ACC officially votes to add Cal, Stanford, SMU

The looming question remains how long will the ACC be content to

exist with this 'stopgap' configuration, before disposing of these recent

makeshift additions?
 
Last edited:

Sangria Wine

Active Member
On a lesser scale, the Big 12 adding BYU, Cincy, Houston, and UCF was the same, a move by a desperate league. Just a couple years prior, the Big 12 wasn't interested in adding any of those teams. What changed? A couple teams bailed, and they got desperate, that's what changed.
Exactly right. We wouldn’t have taken all of those schools if we had been able to predict the opportunity to pick up PAC12 teams instead. BYU would have probably been the only definite pick up. Maybe Cindy just to give a more regional team to mate with West Virginia…maybe. I’d rather have Stanford than any of those 4, but I’m more interested in baseball than anything else.
 

Limey Frog

Full Member
Exactly right. We wouldn’t have taken all of those schools if we had been able to predict the opportunity to pick up PAC12 teams instead. BYU would have probably been the only definite pick up. Maybe Cindy just to give a more regional team to mate with West Virginia…maybe. I’d rather have Stanford than any of those 4, but I’m more interested in baseball than anything else.
There would have been no opportunity to add Pac schools had we not added the other four first. The Pac collapsed because Yormark took the last big TV deal out of the market. An eight member Big 12 wouldn't have got that deal; two or four of its members would have been picked off by the Pac. Maybe Kansas, probably not TCU. We should all be thanking BYU and Cincinnati for saving our program from a return to conference oblivion.
 

froginaustin

Active Member
The looming question remains how long will the ACC be content to

exist with this 'stopgap' configuration, before disposing of these recent

makeshift additions?

Disposing?

With the lone exception (that I can think of) of the old, dying, football Big East kicking out Temple, has any conference ever abandoned a member?
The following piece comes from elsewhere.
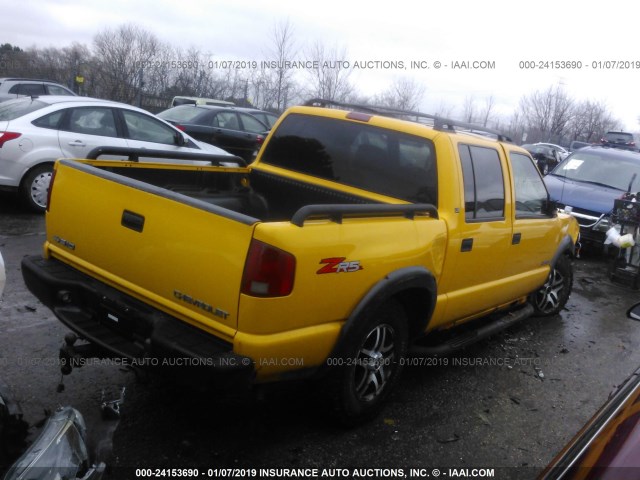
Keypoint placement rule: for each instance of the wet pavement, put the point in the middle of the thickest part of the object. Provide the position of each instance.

Maybe the breakup of the SWC? -- answering my own question? But that was "desirable" programs leaving; not "desirable" kicking out undesirable programs with the "desirable" motoring on in the old conference.
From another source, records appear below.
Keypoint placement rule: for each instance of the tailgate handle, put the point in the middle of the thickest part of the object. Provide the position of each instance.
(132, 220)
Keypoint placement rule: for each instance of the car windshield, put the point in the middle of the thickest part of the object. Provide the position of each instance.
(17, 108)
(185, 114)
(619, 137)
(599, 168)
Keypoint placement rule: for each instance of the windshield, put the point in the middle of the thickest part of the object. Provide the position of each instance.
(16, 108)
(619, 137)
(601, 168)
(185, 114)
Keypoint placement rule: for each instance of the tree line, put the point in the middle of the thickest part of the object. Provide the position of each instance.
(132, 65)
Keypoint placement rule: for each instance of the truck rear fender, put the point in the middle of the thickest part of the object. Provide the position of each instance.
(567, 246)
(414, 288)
I suspect as long as there is a conference named Atlantic Coast Conference, Calford and SMUg will be in it. Where the Carolina schools, all 5 of them, and the Florida schools end up, I hesitate to guess.
We better be planning to bring the rivalry back

Why?

The bloom will be off the ACC-West quicker than a rose in a Texas heatwave. If there's ever a bloom at all.
 
Disposing?

With the lone exception (that I can think of) of the old, dying, football Big East kicking out Temple, has any conference ever abandoned a member?

Maybe the breakup of the SWC? -- answering my own question? But that was "desirable" programs leaving; not "desirable" kicking out undesirable programs with the "desirable" motoring on in the old conference.

I suspect as long as there is a conference named Atlantic Coast Conference, Calford and SMUg will be in it. Where the Carolina schools, all 5 of them, and the Florida schools end up, I hesitate to guess.


Why?

The bloom will be off the ACC-West quicker than a rose in a Texas heatwave. If there's ever a bloom at all.
The original members of the MWC abandoned half of the 16 team WAC and formed a new conference. I would not be surprised if some members of the ACC did that just to keep Florida State and Clemson with the top 6 left. SMU will not be invited to be a part of a breakaway group.
 

Limey Frog

Full Member
The original members of the MWC abandoned half of the 16 team WAC and formed a new conference. I would not be surprised if some members of the ACC did that just to keep Florida State and Clemson with the top 6 left. SMU will not be invited to be a part of a breakaway group.
The ACC's big problem is that the thing that made conferences originally make sense--geographic proximity and coherence--is no longer what makes them profitable. It's all about TV now, which calls for name brand matchups between good teams, and/or geographic spread across multiple time zones. A splinter conference of eight ACC members wouldn't fix that, it would only make the pie slices a little bigger for each member by cutting out the dead weight. They could join with half of the Big 12 members, perhaps, but at that point you'd be cutting the pie 16 ways again and switching BC and Syracuse for Colorado and TCU isn't going to get you into the realm of Big Ten money. If you're going to the trouble of killing the conference it's only worth it if you join the SEC or Big Ten.

I think most likely the biggest brands will just jump and go to law to stall on the financial penalties, gambling that in the wreckage the remaining members will fight each other for the last four-ish life raft spots in the Big 12 and dissolve the conference.

But these questions are less important than what the overarching governance structure of college football is going to be, anyway. SMU is probably screwed no matter what, but the Big 12 might be too at this rate.